For some reason my computer doesn’t want to access this site right now. Phone typing is slow. Oh well.
Ted heads off to the Netherlands today so I’m on my own for the weekend. I’m dithering over whether to go to the lake house or stay home and attend Portland Pride on Sunday. Either way I’d be doing something – either the long solo drive or dealing with the heat and crowds at Pride.

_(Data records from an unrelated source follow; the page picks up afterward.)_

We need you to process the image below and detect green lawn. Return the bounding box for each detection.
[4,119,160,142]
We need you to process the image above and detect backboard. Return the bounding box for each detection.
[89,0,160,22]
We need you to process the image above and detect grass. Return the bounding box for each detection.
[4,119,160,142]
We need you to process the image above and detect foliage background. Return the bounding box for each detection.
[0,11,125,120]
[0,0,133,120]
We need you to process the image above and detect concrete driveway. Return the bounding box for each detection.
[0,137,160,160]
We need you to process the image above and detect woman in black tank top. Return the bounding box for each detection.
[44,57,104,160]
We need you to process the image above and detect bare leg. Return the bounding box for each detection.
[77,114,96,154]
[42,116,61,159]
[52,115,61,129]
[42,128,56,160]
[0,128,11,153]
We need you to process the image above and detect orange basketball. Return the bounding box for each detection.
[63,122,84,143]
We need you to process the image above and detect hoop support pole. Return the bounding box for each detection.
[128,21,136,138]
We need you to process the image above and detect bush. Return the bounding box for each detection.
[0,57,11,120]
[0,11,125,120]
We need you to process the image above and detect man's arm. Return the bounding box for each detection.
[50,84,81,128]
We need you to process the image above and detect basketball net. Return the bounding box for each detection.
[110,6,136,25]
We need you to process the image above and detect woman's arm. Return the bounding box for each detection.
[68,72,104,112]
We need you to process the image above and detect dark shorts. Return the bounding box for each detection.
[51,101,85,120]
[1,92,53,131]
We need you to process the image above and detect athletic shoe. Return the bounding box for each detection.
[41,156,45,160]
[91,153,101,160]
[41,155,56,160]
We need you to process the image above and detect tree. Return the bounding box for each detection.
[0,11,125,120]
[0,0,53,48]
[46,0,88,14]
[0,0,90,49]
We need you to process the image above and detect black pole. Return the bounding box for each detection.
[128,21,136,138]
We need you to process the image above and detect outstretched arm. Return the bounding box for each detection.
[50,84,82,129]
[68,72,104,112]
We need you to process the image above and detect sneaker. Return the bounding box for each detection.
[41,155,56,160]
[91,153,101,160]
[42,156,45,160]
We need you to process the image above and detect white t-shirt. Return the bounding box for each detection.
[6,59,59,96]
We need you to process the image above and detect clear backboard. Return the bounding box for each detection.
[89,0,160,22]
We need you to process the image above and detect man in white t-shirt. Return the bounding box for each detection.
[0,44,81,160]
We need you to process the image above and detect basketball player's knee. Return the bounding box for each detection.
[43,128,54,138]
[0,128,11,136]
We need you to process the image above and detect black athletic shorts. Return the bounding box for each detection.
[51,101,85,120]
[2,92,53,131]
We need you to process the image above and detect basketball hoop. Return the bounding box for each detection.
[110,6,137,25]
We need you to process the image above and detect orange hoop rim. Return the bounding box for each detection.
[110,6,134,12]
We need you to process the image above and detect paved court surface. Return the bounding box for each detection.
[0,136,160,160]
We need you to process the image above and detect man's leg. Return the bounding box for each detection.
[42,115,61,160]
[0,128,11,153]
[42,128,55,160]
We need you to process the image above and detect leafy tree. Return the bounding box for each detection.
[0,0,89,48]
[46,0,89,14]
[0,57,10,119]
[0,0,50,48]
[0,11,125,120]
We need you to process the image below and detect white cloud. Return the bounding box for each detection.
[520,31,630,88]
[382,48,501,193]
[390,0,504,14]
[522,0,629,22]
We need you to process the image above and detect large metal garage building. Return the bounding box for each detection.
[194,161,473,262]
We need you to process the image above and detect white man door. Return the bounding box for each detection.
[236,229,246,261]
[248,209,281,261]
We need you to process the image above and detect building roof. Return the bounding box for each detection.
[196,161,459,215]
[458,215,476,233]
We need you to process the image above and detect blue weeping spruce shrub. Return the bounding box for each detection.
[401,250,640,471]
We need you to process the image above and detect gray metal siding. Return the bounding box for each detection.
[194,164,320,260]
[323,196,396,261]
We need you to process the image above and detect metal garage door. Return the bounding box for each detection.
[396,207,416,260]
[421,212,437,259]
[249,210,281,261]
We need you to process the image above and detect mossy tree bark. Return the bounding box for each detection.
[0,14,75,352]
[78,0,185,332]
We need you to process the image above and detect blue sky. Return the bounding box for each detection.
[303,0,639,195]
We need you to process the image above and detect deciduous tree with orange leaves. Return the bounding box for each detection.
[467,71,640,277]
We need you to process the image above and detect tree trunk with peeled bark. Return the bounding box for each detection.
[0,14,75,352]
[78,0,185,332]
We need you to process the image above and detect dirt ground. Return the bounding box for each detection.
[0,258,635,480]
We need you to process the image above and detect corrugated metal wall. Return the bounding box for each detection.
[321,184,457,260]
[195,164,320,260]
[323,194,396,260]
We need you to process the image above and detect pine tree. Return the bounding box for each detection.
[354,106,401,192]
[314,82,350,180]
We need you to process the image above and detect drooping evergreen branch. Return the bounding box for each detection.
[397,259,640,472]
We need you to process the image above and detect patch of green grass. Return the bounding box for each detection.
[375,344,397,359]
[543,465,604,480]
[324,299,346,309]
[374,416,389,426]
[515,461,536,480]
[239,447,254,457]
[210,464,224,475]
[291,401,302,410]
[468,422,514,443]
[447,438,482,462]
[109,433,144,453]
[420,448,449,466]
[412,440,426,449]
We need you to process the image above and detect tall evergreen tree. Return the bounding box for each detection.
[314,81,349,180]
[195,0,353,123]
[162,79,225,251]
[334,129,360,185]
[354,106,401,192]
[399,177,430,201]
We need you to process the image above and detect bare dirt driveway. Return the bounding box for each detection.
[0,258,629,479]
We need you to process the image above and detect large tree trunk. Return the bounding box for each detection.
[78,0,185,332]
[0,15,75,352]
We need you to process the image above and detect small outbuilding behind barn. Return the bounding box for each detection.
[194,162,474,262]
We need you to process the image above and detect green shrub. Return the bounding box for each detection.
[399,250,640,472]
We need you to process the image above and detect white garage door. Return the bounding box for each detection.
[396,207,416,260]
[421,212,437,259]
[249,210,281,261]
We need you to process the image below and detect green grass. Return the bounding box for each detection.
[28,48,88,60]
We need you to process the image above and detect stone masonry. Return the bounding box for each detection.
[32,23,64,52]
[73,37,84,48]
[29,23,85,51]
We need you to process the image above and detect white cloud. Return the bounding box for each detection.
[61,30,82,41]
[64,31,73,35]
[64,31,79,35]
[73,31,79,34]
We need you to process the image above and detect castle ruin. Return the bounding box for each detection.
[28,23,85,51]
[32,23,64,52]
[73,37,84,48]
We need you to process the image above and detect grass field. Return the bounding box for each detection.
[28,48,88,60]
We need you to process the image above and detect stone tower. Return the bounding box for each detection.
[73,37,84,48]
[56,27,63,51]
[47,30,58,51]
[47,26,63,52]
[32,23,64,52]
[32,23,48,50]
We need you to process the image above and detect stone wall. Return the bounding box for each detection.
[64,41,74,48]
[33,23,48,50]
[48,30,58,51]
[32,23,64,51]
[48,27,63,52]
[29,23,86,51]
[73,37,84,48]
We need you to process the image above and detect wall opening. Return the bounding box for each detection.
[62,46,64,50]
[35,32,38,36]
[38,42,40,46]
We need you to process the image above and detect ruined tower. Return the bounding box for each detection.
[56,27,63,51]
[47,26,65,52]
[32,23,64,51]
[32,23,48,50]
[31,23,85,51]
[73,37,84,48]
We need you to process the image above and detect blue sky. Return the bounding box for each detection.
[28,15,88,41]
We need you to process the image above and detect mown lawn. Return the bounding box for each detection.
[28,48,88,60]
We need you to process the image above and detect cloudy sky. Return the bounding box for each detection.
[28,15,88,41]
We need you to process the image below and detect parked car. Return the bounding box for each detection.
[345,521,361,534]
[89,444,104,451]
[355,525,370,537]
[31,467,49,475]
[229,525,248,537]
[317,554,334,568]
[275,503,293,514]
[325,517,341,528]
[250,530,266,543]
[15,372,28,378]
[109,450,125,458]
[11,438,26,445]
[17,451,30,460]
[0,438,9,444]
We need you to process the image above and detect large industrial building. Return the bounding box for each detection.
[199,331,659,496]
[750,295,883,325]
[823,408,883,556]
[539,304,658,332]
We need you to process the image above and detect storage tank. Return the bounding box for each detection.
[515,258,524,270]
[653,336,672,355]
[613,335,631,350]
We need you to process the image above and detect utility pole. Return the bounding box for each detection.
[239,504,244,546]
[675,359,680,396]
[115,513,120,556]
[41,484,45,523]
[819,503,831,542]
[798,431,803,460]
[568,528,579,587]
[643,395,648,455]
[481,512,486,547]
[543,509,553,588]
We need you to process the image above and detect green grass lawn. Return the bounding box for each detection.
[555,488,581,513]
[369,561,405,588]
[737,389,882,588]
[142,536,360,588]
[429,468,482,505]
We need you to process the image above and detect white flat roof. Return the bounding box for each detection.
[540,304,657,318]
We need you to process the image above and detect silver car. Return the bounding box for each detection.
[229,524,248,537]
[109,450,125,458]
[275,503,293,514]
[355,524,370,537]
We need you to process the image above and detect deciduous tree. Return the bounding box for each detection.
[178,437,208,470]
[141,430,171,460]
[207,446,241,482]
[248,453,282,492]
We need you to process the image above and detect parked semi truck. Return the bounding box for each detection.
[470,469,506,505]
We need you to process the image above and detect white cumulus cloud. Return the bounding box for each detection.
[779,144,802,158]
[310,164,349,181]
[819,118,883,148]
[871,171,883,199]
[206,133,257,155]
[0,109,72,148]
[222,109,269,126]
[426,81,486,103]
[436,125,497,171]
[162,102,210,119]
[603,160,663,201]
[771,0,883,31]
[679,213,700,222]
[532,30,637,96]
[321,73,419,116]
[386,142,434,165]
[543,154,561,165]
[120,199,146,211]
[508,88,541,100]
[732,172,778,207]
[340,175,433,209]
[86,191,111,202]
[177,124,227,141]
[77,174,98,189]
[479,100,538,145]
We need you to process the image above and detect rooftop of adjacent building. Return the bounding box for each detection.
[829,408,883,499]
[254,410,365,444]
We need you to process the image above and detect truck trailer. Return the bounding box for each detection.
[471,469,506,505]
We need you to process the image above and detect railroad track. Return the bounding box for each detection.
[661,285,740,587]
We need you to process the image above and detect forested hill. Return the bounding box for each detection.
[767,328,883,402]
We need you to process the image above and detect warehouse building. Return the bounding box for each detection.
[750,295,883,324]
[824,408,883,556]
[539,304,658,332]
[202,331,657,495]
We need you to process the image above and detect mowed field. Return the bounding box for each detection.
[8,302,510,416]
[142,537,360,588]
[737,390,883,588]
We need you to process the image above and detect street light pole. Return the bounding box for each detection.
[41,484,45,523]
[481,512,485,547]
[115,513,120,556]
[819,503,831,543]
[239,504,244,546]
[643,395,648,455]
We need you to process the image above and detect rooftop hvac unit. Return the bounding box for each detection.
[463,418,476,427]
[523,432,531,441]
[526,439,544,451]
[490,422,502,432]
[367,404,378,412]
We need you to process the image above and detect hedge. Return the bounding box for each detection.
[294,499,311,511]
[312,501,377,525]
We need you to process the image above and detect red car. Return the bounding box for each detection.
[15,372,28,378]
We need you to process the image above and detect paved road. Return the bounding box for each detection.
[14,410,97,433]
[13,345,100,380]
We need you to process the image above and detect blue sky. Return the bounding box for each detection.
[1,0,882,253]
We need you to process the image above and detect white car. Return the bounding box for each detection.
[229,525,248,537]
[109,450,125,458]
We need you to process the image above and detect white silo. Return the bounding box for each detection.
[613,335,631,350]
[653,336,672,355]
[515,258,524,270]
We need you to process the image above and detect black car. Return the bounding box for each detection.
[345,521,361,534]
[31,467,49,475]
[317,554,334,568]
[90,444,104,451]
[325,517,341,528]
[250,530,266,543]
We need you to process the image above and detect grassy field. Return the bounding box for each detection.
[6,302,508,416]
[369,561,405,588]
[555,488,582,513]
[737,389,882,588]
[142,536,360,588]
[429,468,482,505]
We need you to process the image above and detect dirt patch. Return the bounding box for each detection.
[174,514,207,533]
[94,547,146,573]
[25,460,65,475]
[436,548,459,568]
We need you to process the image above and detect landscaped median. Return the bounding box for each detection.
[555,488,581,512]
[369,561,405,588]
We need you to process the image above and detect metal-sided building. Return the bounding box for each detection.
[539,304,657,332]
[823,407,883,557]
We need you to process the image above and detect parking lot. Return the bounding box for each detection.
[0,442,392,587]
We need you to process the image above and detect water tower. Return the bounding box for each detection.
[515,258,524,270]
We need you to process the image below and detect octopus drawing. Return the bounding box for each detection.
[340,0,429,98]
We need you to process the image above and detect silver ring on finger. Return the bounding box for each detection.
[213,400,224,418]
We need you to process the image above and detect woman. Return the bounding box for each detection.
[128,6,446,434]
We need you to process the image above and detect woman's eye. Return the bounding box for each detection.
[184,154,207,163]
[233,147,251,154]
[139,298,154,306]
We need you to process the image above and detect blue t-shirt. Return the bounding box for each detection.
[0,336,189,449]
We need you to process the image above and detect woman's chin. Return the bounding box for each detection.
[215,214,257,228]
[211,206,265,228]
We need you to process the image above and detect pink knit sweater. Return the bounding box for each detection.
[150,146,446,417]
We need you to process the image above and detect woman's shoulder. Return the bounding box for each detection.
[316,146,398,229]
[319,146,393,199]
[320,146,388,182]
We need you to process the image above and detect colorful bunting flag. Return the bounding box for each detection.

Consideration for the house: if I can leave work at noon, I’d need to go home change, pack clothes and food and put out extra food and water, for the cats, (say, half an hour), get gas, and drive down. It would be 2.5 or maybe even over 3 hours with Friday afternoon traffic. It would be exciting to go – they’ve gotten the siding on, exterior painting started, insulation being put in. If all goes well, they will be dry-walling next week. It might be useful if I can take photos of the wiring before they cover it, though it all the insulation is in it might be too late already. I’ve been more comfortable driving on local highways lately and it would be good for me to do a bit more distance driving, even if it still makes me uncomfortable. And I can row, or kayak or both. Also, we forgot to put up the barriers against geese last time we left!
Arguing against the solo road trip, we’ll be there next weekend anyway, and the weekend after (and all July 4 week) so I would just be seeing this all a week later (except the wiring won’t be visible). Also, getting my boat out is not that easy, since it’s sitting in front of the house and I’d have to take it all the way around, without hitting a tree on the way. And I’d be the one stuck washing goose poop off the dock, all on my own. The other big thing is that I haven’t planned meals, though I do have enough food, and most of all, it would mean I’d be pretty much all alone all weekend. If the drive down sucks and is anxiety making, I’d still have to drive back, with no other options.
Consideration for going to Pride: it should be fun. I can offer support for people I want to support. I can even be part of it instead of just a spectator: I can march in the parade with my company’s contingent. The weather is supposed to be perfect – sunny and 81F. I’ve never been to Pride, or much of any activist parade, and I feel like kind of a slacker.
Against it: not going to the house. Dealing with what might be overwhelming crowds and the inevitable lack of enough toilets. It might still be uncomfortably hot if the forecast isn’t right – it hit the high 90s a few days ago. Also, as a cishet ally, is it better to go and show support, or to stay away and leave the LGBTQ+ community to celebrate on its own? (And yes, I totally am making this decision all about me, but in my head and in my blog I think that’s reasonable. If I go to the parade, I will not expect cookies, I promise – or rather, I kind of will, at least in my own head, for stepping out of my own comfort zone re crowds etc, but not because it’s Pride specifically.)
I don’t know, but I have about 2 hours to decide.